Towns cannot plan their budgets properly until the state budget has passed. Too often, towns must prepare and pass their annual budgets without knowing exactly what will be coming to them from the state.
In Sterling, as I am sure in other towns across the state, we are already working on preliminary budget plans for the coming year and by May, if possible, we like to be ready for the first town budget hearing.
Each town depends on “Town Aid Road” monies. This is allocated by the state for the towns to use for highway and bridge improvements. For example, towns can repave roads, repair drainage systems and improve bridges. The town of Sterling last year received nearly $90,000.00. We have 47 miles of town roads to maintain and, for Sterling, like all towns across our state, this money does help.
Towns also receive “Manufacturing” funds. This is dollars in lieu of exempted manufacturing equipment. By state statute, some manufacturing equipment is exempted from property taxes. Last year, for example, Sterling received $49,000.00 in tax relief through its small “manufacturing” equipment exemptions.
Local capital improvements monies (also from the state) is money that the state holds and towns can use for one time, non-recurring, capital expenditures. In the town of Sterling, we are typically annually allotted about $40.000.00. This money can be left, to accumulate, for larger projects. We, in Sterling,have used this money, in the past, to build our existing town garage, dog pound, sand and salt shed and to build bridges. This summer, Sterling has another bridge mandated for replacement by the state bridge inspection team. We will use our local capital improvement monies to fund this necessary construction project.
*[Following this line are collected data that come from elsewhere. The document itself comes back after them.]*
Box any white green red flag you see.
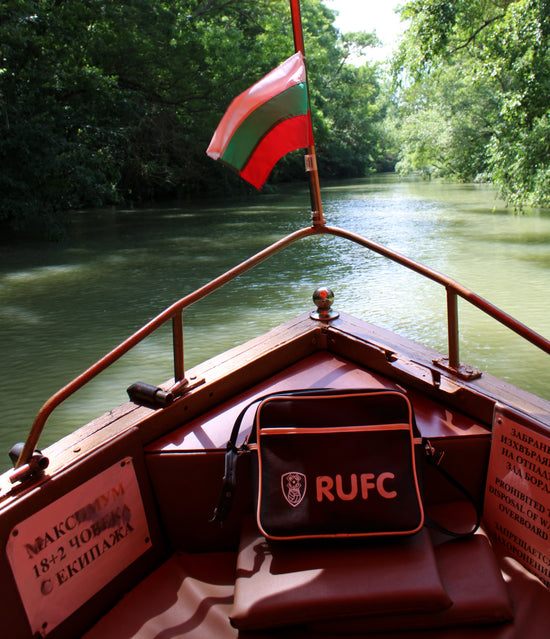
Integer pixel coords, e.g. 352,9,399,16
206,52,312,190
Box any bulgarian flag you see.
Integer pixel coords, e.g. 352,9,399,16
206,52,313,190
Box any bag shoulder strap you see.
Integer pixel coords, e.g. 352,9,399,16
423,439,482,538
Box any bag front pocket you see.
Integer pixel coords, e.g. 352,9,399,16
255,407,424,540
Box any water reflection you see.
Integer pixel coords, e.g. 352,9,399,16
1,176,549,471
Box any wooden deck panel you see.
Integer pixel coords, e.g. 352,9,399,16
147,351,489,454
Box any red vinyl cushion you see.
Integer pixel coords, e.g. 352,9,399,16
308,534,513,634
229,517,450,631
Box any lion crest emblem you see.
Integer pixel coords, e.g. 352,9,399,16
281,472,306,507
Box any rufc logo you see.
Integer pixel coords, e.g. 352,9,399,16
281,472,306,507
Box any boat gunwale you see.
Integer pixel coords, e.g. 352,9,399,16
4,308,550,508
13,223,550,471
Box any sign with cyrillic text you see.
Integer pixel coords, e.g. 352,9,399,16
484,408,550,588
7,457,151,636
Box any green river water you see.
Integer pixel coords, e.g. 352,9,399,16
1,175,550,472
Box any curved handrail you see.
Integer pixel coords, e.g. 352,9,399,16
15,223,550,469
324,226,550,356
14,225,319,468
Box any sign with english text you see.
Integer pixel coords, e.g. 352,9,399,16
484,408,550,588
7,457,151,636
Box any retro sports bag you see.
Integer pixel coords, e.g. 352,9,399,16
213,388,425,541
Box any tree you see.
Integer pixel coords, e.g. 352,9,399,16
1,1,129,235
1,0,386,238
393,0,550,206
393,58,496,180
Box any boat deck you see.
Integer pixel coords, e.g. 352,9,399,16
84,525,550,639
83,351,549,638
149,351,490,451
5,317,550,638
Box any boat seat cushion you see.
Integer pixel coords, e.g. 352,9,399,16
230,517,451,631
307,533,513,634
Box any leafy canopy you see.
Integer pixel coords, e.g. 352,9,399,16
393,0,550,208
0,0,386,237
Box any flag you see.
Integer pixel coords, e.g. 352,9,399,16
206,52,312,190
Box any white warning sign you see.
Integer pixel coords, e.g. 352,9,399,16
7,457,151,636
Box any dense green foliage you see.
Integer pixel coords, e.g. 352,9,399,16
3,1,549,237
0,0,385,236
393,0,550,208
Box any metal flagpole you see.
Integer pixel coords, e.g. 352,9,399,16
289,0,325,226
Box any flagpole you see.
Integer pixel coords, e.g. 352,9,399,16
289,0,325,226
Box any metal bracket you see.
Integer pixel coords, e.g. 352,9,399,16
305,154,317,172
170,376,205,396
8,444,49,485
433,357,482,381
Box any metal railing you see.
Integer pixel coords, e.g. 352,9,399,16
14,223,550,471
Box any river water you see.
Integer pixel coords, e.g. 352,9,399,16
1,175,550,471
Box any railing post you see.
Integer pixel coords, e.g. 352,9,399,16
172,310,185,382
446,287,460,369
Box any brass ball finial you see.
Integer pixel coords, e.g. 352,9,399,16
310,286,339,321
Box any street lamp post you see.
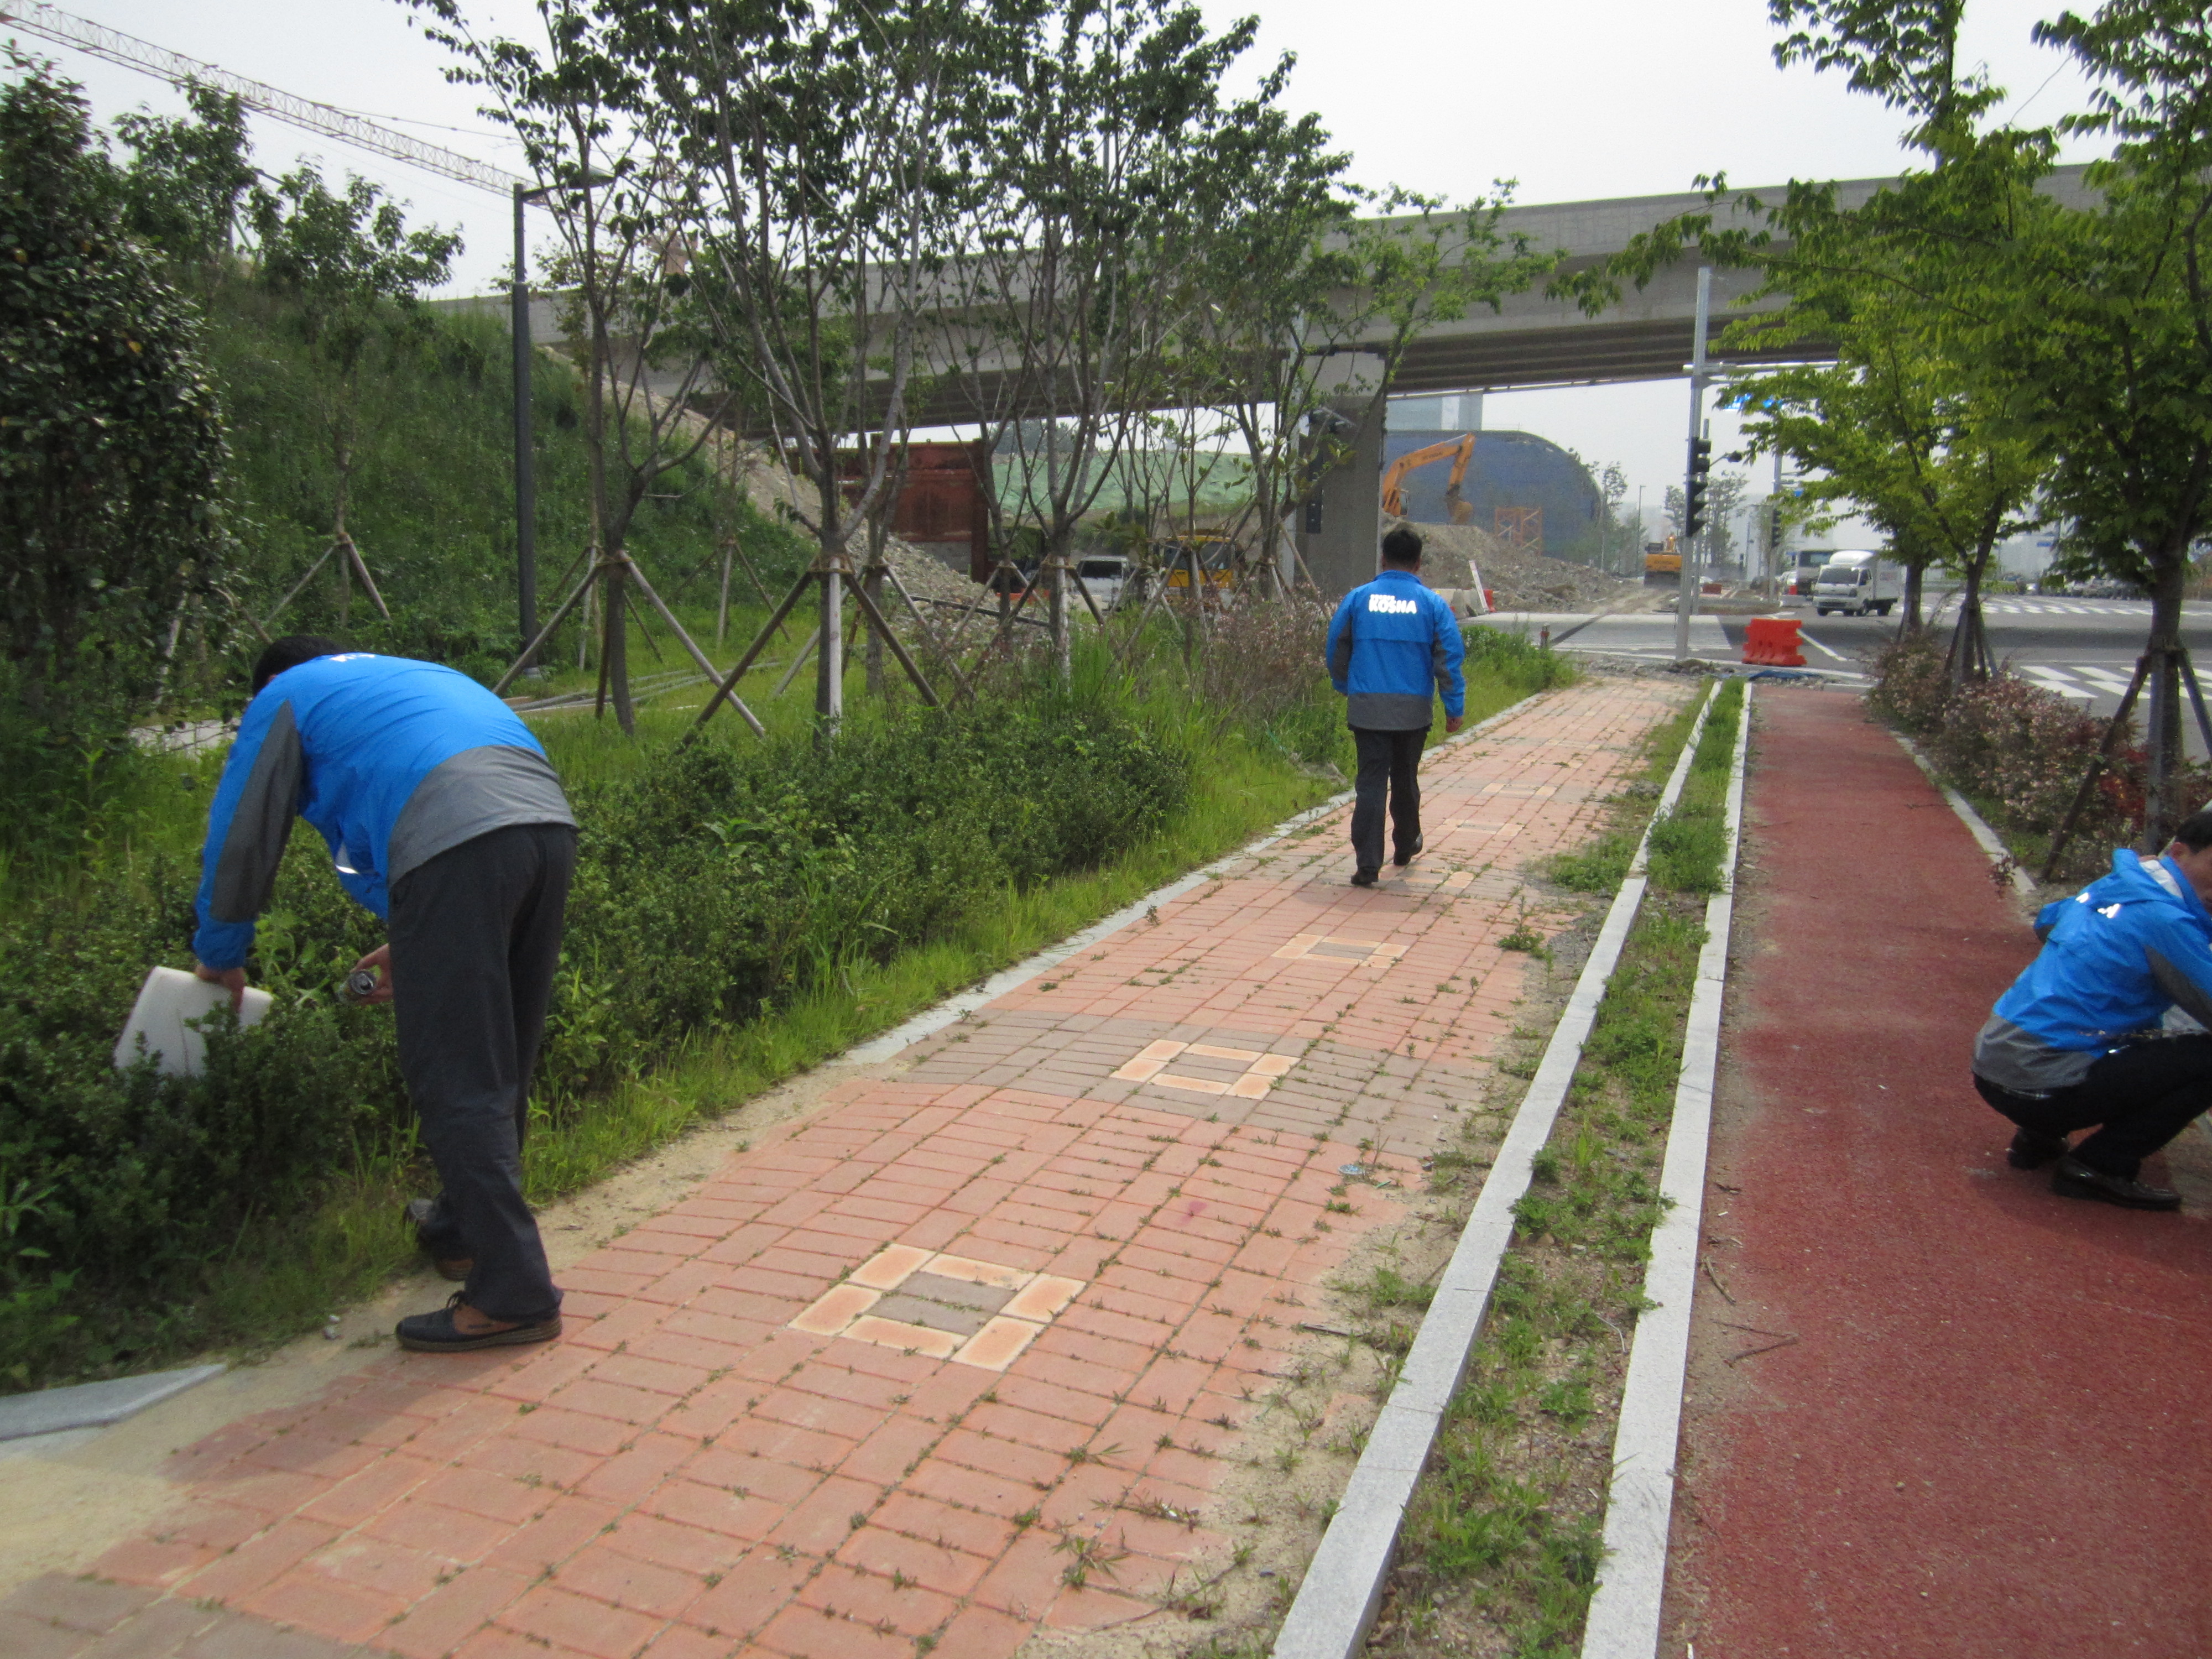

The mill rate in each town is calculated using a formula that includes both state revenues and monies raised by taxes. Last year, for example, Sterling received from the state $185,849.00 for the budget of the Selectmen and $3,406,460.00 for the education portion.
We had to raise, through taxes, $1,426,829.00 for the Selectmen’s budget and $7,653,643.00 for education. Our mill rate was set last year at 21.11; without state aid, it would have been 39.85! In Sterling, the budget of the Selectmen includes the school buses. Our school also applies for grant monies to the state board of education and in the last fiscal year, Sterling received $877,812.00 in grant dollars.
Towns would certainly have a difficult time without assistance from the state; still, all monies do come, ultimately, from each of us.
I hope that every voter makes a special effort to attend the budget meetings in his/her town; and then, please, go vote on the budget. It is important to know how your dollars are being spent!
In addition to being a member of the CSG Legislative Committee, Russell Gray is First Selectman for the Town of Sterling, CT.